Creating a Chatbot on your Developer Documentation
This example showcases how to build an AI agent for your technical documentation or developer docs.
Start here
To build a bot that can answer questions about your Docs we'll start with gathering content from your existing documentation. This can be done manually or by uploading files but we'll assume your docs are published online and can be retirieved using the Scout crawler.
Create a "Docs" Collection
To set up a Collection, start by clicking the "Collections" option listed near the top of the side menu. You'll then be presented with the Collections list view. Clicking the "New Collection" button opens a popup modal to name your Collection and add a description outlining its intended purpose.
Scraping the Web
Scout offers three methods for uploading from the web to a Collection.

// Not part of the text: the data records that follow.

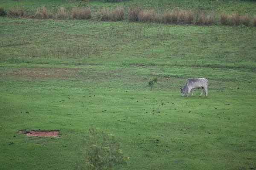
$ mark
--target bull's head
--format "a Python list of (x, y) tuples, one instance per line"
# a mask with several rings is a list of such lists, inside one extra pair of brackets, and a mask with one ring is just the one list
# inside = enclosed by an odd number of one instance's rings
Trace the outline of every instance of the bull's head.
[(183, 89), (182, 88), (182, 87), (181, 86), (180, 86), (180, 90), (181, 90), (180, 91), (180, 94), (181, 95), (181, 97), (183, 97), (184, 96), (185, 96), (185, 95), (186, 93), (186, 92), (185, 90), (185, 88), (184, 88), (184, 89)]

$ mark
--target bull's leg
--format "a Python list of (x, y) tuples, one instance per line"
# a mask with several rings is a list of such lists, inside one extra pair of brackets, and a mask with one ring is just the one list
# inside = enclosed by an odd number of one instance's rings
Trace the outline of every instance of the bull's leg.
[(204, 88), (205, 88), (205, 97), (207, 97), (208, 96), (208, 88), (207, 87), (206, 87)]
[(186, 97), (189, 97), (189, 93), (190, 93), (190, 91), (191, 91), (191, 90), (192, 90), (192, 89), (189, 89), (189, 91), (188, 91), (188, 95), (186, 96)]
[(202, 95), (204, 93), (204, 88), (202, 88), (202, 92), (201, 92), (201, 94), (200, 94), (200, 95), (199, 96), (199, 97), (201, 97), (201, 96), (202, 96)]

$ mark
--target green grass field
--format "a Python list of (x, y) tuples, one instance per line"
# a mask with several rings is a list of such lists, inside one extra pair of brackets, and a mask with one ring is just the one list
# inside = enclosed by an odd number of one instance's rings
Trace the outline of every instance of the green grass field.
[[(137, 3), (181, 5), (162, 1)], [(255, 12), (253, 2), (209, 2), (201, 5)], [(255, 35), (253, 26), (0, 17), (0, 169), (73, 169), (91, 127), (122, 143), (130, 157), (122, 170), (256, 169)], [(180, 96), (191, 77), (208, 79), (208, 98)]]

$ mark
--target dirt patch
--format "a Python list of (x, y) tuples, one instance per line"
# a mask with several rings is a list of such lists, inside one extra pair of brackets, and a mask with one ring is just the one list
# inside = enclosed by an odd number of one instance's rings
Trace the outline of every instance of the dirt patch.
[(26, 136), (47, 136), (47, 137), (58, 137), (58, 130), (55, 131), (36, 131), (36, 130), (20, 130), (19, 133), (26, 134)]
[(3, 76), (17, 79), (40, 79), (51, 78), (75, 77), (78, 76), (76, 71), (83, 70), (80, 68), (24, 68), (3, 71)]

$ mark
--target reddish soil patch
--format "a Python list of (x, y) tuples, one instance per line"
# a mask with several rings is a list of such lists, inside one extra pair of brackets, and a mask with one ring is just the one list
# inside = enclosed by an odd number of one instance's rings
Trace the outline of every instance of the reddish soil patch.
[(81, 68), (19, 68), (3, 71), (2, 75), (18, 79), (41, 79), (51, 78), (74, 77), (78, 74), (76, 71), (83, 70)]
[(26, 134), (26, 136), (47, 136), (47, 137), (58, 137), (58, 133), (59, 131), (19, 131), (20, 133)]

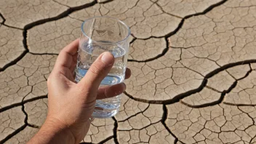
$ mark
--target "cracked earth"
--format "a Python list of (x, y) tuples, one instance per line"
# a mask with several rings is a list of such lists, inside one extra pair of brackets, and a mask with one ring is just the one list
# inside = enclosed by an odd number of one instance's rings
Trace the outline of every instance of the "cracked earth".
[(81, 143), (256, 143), (255, 0), (0, 1), (0, 143), (39, 131), (58, 53), (100, 15), (130, 27), (132, 75)]

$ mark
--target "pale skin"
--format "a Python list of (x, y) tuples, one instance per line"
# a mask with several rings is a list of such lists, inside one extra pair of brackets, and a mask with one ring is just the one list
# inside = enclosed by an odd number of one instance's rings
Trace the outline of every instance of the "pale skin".
[[(78, 46), (76, 39), (60, 52), (47, 80), (47, 119), (28, 144), (79, 143), (89, 130), (95, 100), (124, 92), (124, 83), (98, 88), (114, 63), (110, 52), (100, 55), (86, 76), (76, 84), (73, 71), (76, 65)], [(125, 79), (130, 76), (131, 71), (127, 68)]]

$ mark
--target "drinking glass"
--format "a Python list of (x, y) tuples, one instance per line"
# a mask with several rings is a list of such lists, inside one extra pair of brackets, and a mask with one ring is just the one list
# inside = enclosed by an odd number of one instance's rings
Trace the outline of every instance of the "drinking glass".
[[(111, 17), (95, 17), (81, 25), (79, 55), (76, 68), (76, 81), (79, 82), (88, 69), (104, 52), (110, 52), (115, 58), (113, 66), (100, 87), (121, 83), (125, 77), (130, 35), (129, 27), (118, 19)], [(96, 100), (94, 118), (109, 118), (119, 109), (121, 95)]]

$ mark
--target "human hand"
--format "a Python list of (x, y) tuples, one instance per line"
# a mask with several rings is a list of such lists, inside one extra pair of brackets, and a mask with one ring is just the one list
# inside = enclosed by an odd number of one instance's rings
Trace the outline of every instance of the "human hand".
[[(43, 143), (80, 143), (89, 130), (95, 100), (119, 95), (126, 89), (124, 83), (98, 89), (114, 63), (110, 52), (100, 55), (84, 77), (76, 84), (73, 72), (76, 66), (78, 47), (77, 39), (60, 52), (47, 81), (47, 117), (31, 143), (39, 143), (36, 142), (41, 135), (46, 135), (44, 140), (48, 140)], [(131, 71), (127, 68), (125, 79), (130, 76)]]

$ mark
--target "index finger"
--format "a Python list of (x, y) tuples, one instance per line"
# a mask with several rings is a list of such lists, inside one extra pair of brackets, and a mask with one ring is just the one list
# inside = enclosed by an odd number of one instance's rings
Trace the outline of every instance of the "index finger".
[(57, 58), (55, 66), (57, 68), (65, 67), (70, 68), (73, 61), (73, 57), (77, 53), (79, 39), (76, 39), (68, 46), (64, 47)]

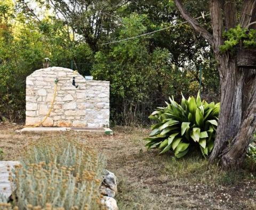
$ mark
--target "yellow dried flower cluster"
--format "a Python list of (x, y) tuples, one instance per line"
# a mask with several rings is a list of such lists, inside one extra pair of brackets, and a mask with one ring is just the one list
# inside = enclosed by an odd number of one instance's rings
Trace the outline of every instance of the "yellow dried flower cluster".
[(17, 188), (13, 197), (18, 199), (6, 208), (105, 209), (99, 192), (102, 157), (77, 138), (69, 137), (55, 136), (30, 143), (22, 165), (16, 166), (10, 176)]

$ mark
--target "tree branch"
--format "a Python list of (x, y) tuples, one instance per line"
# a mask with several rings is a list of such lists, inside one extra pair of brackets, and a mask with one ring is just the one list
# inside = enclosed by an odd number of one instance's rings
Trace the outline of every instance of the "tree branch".
[(243, 28), (246, 27), (249, 24), (255, 5), (255, 0), (244, 0), (240, 18), (240, 25)]
[(199, 33), (211, 45), (213, 45), (213, 37), (212, 35), (200, 26), (198, 22), (188, 14), (187, 10), (184, 8), (181, 0), (174, 0), (174, 2), (182, 17), (188, 21), (192, 28)]
[(212, 31), (214, 37), (214, 50), (219, 51), (219, 47), (222, 44), (221, 35), (223, 31), (223, 21), (221, 14), (222, 3), (220, 0), (211, 0), (211, 17), (212, 19)]

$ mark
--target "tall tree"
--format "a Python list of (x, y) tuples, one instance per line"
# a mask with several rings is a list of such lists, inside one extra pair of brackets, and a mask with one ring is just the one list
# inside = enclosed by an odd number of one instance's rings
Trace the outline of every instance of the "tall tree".
[(221, 107), (210, 163), (220, 158), (224, 168), (238, 167), (243, 161), (256, 127), (256, 71), (238, 68), (236, 55), (221, 52), (219, 47), (223, 43), (224, 28), (238, 24), (245, 28), (256, 21), (256, 1), (244, 0), (239, 9), (240, 5), (237, 5), (235, 1), (211, 0), (212, 34), (192, 18), (181, 0), (174, 2), (191, 27), (212, 46), (219, 63)]

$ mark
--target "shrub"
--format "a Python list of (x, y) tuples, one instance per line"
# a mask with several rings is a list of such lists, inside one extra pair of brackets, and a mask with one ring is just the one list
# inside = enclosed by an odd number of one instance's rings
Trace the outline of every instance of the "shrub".
[(10, 179), (20, 209), (101, 209), (103, 158), (77, 140), (53, 136), (31, 142)]
[(193, 145), (199, 146), (204, 156), (213, 148), (220, 103), (201, 101), (198, 92), (186, 100), (183, 95), (181, 104), (169, 98), (167, 107), (158, 107), (149, 116), (157, 123), (151, 126), (152, 132), (145, 139), (148, 149), (158, 148), (161, 154), (172, 150), (175, 156), (185, 156)]

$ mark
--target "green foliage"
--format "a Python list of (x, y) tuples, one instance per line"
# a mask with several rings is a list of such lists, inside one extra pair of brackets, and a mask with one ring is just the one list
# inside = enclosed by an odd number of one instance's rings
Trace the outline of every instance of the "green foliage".
[[(104, 161), (78, 140), (45, 138), (27, 147), (11, 177), (19, 209), (100, 209), (99, 190)], [(39, 209), (41, 209), (39, 208)]]
[(248, 48), (256, 47), (256, 30), (243, 28), (240, 25), (235, 28), (230, 28), (223, 33), (226, 39), (224, 44), (220, 46), (222, 52), (234, 50), (238, 46), (240, 42), (243, 46)]
[(180, 158), (195, 144), (204, 156), (208, 155), (213, 148), (220, 103), (202, 101), (199, 92), (196, 99), (182, 96), (180, 104), (170, 98), (167, 107), (158, 107), (149, 116), (157, 123), (145, 139), (148, 141), (146, 146), (161, 149), (160, 154), (171, 150)]
[(252, 142), (247, 149), (247, 156), (256, 163), (256, 133), (253, 134)]

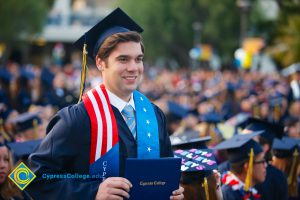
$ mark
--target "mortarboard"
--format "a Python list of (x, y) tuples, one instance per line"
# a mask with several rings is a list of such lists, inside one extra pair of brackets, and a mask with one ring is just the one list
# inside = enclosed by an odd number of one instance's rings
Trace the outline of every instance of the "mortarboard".
[(216, 123), (220, 123), (223, 119), (218, 113), (213, 111), (213, 112), (205, 113), (204, 115), (200, 116), (200, 120), (203, 122), (216, 124)]
[(300, 72), (300, 63), (294, 63), (281, 71), (283, 76), (289, 76), (296, 72)]
[(87, 55), (95, 59), (96, 54), (106, 38), (128, 31), (143, 32), (143, 29), (120, 8), (115, 9), (94, 27), (81, 36), (74, 45), (82, 49), (87, 44)]
[[(187, 192), (201, 191), (203, 187), (203, 194), (205, 199), (209, 199), (209, 181), (208, 177), (212, 175), (213, 170), (217, 169), (217, 162), (211, 149), (177, 149), (174, 151), (175, 158), (181, 158), (181, 183)], [(200, 185), (199, 185), (200, 184)], [(201, 187), (201, 188), (198, 188)], [(192, 189), (192, 190), (189, 190)], [(201, 196), (204, 196), (204, 195)], [(193, 195), (200, 195), (195, 194)]]
[(275, 138), (273, 142), (273, 155), (277, 158), (293, 157), (294, 151), (299, 148), (297, 140), (284, 137), (281, 140)]
[(12, 75), (6, 69), (1, 69), (0, 70), (0, 79), (6, 83), (9, 83), (12, 79)]
[(188, 110), (178, 103), (175, 103), (173, 101), (168, 101), (167, 105), (168, 105), (168, 113), (175, 115), (181, 119), (188, 114)]
[(106, 38), (116, 33), (129, 31), (136, 31), (138, 33), (141, 33), (143, 32), (143, 29), (137, 23), (135, 23), (135, 21), (133, 21), (123, 10), (117, 8), (100, 22), (98, 22), (94, 27), (88, 30), (74, 43), (77, 48), (83, 49), (81, 84), (78, 102), (81, 101), (85, 88), (85, 77), (87, 69), (86, 55), (95, 60), (98, 50)]
[(16, 125), (17, 132), (25, 131), (27, 129), (34, 128), (35, 124), (41, 124), (42, 120), (38, 116), (38, 113), (23, 113), (18, 115), (16, 118), (9, 121)]
[(12, 151), (13, 155), (20, 159), (22, 157), (29, 156), (35, 149), (39, 146), (42, 139), (39, 140), (30, 140), (26, 142), (12, 142), (7, 143), (7, 146)]
[(236, 163), (249, 159), (250, 150), (254, 155), (261, 153), (261, 146), (252, 138), (260, 135), (263, 131), (256, 131), (249, 134), (236, 134), (232, 138), (225, 140), (214, 147), (217, 150), (227, 150), (228, 160)]
[(211, 171), (218, 167), (211, 149), (177, 149), (174, 157), (182, 159), (182, 172)]
[(249, 118), (248, 125), (245, 128), (251, 131), (264, 131), (261, 137), (272, 142), (274, 138), (282, 138), (284, 127), (279, 123), (272, 123), (257, 118)]
[(20, 70), (20, 77), (25, 78), (27, 80), (32, 80), (34, 79), (34, 74), (26, 69), (21, 69)]
[(225, 123), (230, 126), (244, 128), (250, 117), (251, 117), (251, 114), (242, 112), (242, 113), (239, 113), (239, 114), (231, 117)]
[[(188, 135), (191, 134), (191, 135)], [(194, 135), (193, 135), (194, 134)], [(170, 137), (172, 147), (174, 149), (203, 149), (206, 147), (206, 142), (211, 140), (210, 136), (199, 137), (199, 132), (183, 133), (178, 136)]]

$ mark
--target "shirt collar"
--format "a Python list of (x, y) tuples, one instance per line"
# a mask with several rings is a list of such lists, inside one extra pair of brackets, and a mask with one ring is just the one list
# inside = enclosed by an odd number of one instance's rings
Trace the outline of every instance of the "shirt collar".
[(109, 101), (110, 101), (111, 105), (118, 108), (118, 110), (120, 112), (122, 112), (122, 110), (125, 108), (125, 106), (127, 104), (131, 105), (133, 107), (133, 109), (135, 110), (135, 104), (134, 104), (134, 100), (133, 100), (133, 93), (131, 93), (131, 97), (130, 97), (129, 102), (126, 102), (123, 99), (121, 99), (120, 97), (118, 97), (117, 95), (115, 95), (114, 93), (112, 93), (111, 91), (109, 91), (108, 89), (106, 89), (106, 91), (107, 91), (108, 98), (109, 98)]

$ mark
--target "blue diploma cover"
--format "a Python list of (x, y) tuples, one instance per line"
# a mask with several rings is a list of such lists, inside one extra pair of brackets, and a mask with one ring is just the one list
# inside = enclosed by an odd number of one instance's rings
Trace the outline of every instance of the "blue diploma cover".
[(125, 178), (133, 185), (130, 199), (170, 199), (179, 188), (181, 158), (128, 158)]

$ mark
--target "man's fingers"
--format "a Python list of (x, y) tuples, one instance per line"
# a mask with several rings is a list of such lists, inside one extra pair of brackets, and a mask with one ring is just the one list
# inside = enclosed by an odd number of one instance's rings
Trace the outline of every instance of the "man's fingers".
[(117, 177), (107, 179), (106, 185), (109, 188), (119, 188), (125, 190), (126, 192), (129, 192), (130, 188), (132, 187), (132, 184), (127, 179)]
[[(124, 197), (126, 199), (129, 199), (128, 192), (126, 192), (122, 189), (109, 188), (109, 189), (107, 189), (107, 193), (110, 195), (113, 195), (113, 197)], [(123, 198), (121, 198), (121, 199), (123, 199)]]

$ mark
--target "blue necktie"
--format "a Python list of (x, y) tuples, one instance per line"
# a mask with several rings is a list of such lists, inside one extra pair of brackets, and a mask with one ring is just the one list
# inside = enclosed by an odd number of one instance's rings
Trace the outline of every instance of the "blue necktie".
[(135, 114), (134, 109), (131, 105), (127, 104), (125, 108), (122, 110), (122, 114), (125, 118), (125, 122), (129, 127), (133, 137), (136, 137), (136, 122), (135, 122)]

The globe icon opens a side menu where you can enter URLs for scraping a single web page, multiple pages via a sitemap, or an entire site using our crawler. Scraping content from the web will create a document in the Collection for each web page.
Create an App
To set up a new App, start by clicking the plus icon in the side menu. You'll then be presented with a modal popup where you can specify your App name. Complete the creation of a new App by clicking the "Create" button.
Update the Agent prompt
Next you'll want to click on the output block where you'll be able to select your Model, Temperature, Max Tokens, Response Type, and define your Prompt. We've drafted a Prompt below for you to get started.
Hover over the code block below to copy it and paste these instrcutions into the Prompt section of your App. Then click the Save button in the top right corner. Then replace the "[Tech Company]" placeholder text in the prompt with the name of your company.
$SYSTEM: As the [Tech Company] Assistant, a friendly developer relations assistant for
[Tech Company].
{% set system_message %}
You provide users with accurate and reliable information based on the
documentation's opinion, which is delimited by ~.
If the documentation's opinion or previous assistant messages do not provide a clear answer to
the user's inquiry, you don't try to answer the question and you let the user know that you are
not sure. You only provide code examples that are found explicitly in the documentation's opinion.
Only give information that is explicitly supported by the documentation's opinion.
Since you work for [Tech Company], you always say 'we', when referring to the platform. If the user is
having a technical issue and you don't know the answer, you provide debugging advice, or ask
follow-up questions. You don't say you were created by Openai, you were created by [Tech Company].
Documentation's opinion states: ~ {{docs.output}} ~
Based on the provided documentation's opinion, please answer the following question and think
through the answer, based on the documentation's opinion, step by step. When you refer to the
documentation, refer to it simply as 'the documentation' and do not use the word 'opinion'.
The documentation is not a part of the conversation, only use it if it helps answer users
question.
{% endset %}
{% if not chat_history %}
$SYSTEM: {{ system_message }}
{% endif %}
{% for message in chat_history %}
{% if message.role != "system" %}
{% if loop.last %}
$SYSTEM: {{ system_message }}
{% endif %}
${{message.role | upper}}: {{message.content}}
{% endif %}
{% endfor %}
$USER: {{ inputs.input }}
Connect your "Docs" Collection
The final step in assembling your Docs bot is to connect your Docs collection. Hovering above the Agent block with present several options for adding more blocks. Select the Collection block and enter "docs" as the Slug. Lastly past the following into the Query.
{{inputs.input}}
Use "docs" as the Slug for your Collection block because it is the variable used in the prompt you added earlier. If you would like to use a different Slug then you'll need to update the agent prompt accordingly.
Test & Share
Now that you've assembled your Docs bot, you can enter questions into the Input field and review responses by clicking the Run button. In addition there is a chat icon in the top right corner that will open a chat in a new tab that you can share with others.